以京东为例找出搜索平台上用户每天搜索排名5名的产品,The hottest!
用户登录京东网站,在搜索栏搜索的时候,将用户每天搜索排名前5名的商品列出来。
l SparkSQLUserlogsHottest.log测试数据文件包括时间、用户id、商品、地点、设备信息 10000条数据
l 创建JavaSparkContext及HiveContext
l sc.textFile读入测试数据文件,生成JavaRDD
l sc.broadcast定义广播变量,用于测试数据的查询及过滤。
l lines0.filter使用匿名接口函数Function的call方法过滤出包含广播变量的数据,生成JavaRDD
l 测试验证点:
测试数据广播变量的过滤是否成功?打印出lines的数据验证。
l lines.mapToPair 使用匿名接口函数PairFunction的call方法对lines中的数据按"\t"进行分割,分割以后将(date#Item#userID)三个字段合并为Key, 将 Value值设置为1,形成 K,V键值对。返回的结果pairs类型为JavaPairRDD
l 测试验证点:
测试(date#Item#userID)三个字段合并为Key成功了吗?k,v是否符合预期?

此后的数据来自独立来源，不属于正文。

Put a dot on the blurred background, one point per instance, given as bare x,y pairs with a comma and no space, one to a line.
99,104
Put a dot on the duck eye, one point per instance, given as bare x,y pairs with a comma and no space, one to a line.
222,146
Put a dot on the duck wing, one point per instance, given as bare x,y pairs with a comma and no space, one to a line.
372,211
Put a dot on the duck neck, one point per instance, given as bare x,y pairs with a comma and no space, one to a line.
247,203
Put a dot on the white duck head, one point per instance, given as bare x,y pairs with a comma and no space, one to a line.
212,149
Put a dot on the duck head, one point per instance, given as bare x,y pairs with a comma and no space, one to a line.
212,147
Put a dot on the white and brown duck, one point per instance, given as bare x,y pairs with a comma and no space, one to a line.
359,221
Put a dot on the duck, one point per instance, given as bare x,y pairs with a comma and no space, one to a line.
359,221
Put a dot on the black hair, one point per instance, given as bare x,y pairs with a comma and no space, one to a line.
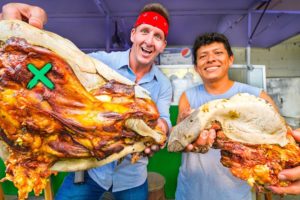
209,38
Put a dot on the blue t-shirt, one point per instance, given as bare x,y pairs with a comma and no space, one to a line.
126,175
202,176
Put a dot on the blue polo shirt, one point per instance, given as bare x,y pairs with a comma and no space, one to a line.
126,175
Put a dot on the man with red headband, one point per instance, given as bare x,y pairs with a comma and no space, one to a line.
126,181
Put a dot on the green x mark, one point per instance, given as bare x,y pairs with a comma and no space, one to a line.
40,76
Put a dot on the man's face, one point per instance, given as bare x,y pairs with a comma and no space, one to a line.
147,42
213,62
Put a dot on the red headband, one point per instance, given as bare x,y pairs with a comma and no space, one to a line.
153,19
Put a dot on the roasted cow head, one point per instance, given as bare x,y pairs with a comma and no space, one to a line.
253,138
61,110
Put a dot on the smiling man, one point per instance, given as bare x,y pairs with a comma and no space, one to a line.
126,181
202,176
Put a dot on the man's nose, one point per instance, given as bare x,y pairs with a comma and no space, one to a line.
211,57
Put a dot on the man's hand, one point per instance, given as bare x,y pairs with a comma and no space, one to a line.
33,15
162,124
291,175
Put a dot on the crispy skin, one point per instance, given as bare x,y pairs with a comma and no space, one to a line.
259,165
42,126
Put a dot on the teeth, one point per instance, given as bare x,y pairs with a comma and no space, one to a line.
211,68
147,51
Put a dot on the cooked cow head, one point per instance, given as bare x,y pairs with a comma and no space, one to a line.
91,116
251,134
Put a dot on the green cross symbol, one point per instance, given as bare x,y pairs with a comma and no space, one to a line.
40,76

l pairs.reduceByKey使用匿名接口函数Function2的call方法对pairs中数据进行reduce汇总,将pairs具有相同key值的数据,累加统计数值,返回的结果reduceedPairs 的类型为JavaPairRDD
l 测试验证点:
测试(date#Item#userID) k,v的reduce统计是否成功?
将reduceedRow中的每行数据拆分,reduceedRow的key值分割为三个字段:时间、用户id、商品,将reduceedRow的商品累计点击数值value记为count,然后将这四个字段时间、用户id、商品、count再拼接成json格式放到peopleInformations列表里面,打印输出。peopleInformations类型为List
l sc.parallelize(peopleInformations)将scala空间的变量peopleInformations转换为Spark RDD空间的变量peopleInformationsRDD,类型为JavaRDD
l sqlContext.read().json(peopleInformationsRDD)通过内容为JSON的RDD来构造peopleInformationsDF,类型为DataFrame
l DataFrame注册成为临时表
peopleInformationsDF.registerTempTable("peopleInformations")

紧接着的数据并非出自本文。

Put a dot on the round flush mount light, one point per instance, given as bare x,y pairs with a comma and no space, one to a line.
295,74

l 窗口函数:使用子查询的方式完成目标数据的提取,在目标数据内幕使用窗口函数row_number来进行分组排序, PARTITION BY :指定窗口函数分组的Key, ORDER BY:分组后进行排序;
String sqlText = "SELECT UserID,Item, count "
+ "FROM ("
+ "SELECT "
+ "UserID,Item, count,"
+ "row_number() OVER (PARTITION BY UserID ORDER BY count DESC) rank"
+" FROM peopleInformations "
+ ") sub_peopleInformations "
+ "WHERE rank <= 3 " ;
Sql查询语句:
Ø 使用窗口函数,查询peopleInformations表,按照用户分组,将同一用户的每天的点击的商品数排名,形成一张子表sub_peopleInformations。
Ø 然后从排名后的子表sub_peopleInformations中,查询出前三名的用户点击的商品和计数。
l 测试验证点:
验证窗口函数sql语句执行是否成功?
sqlContext.sql(sqlText)执行sql查询,execellentNameAgeDF.show()显示sql查询结果。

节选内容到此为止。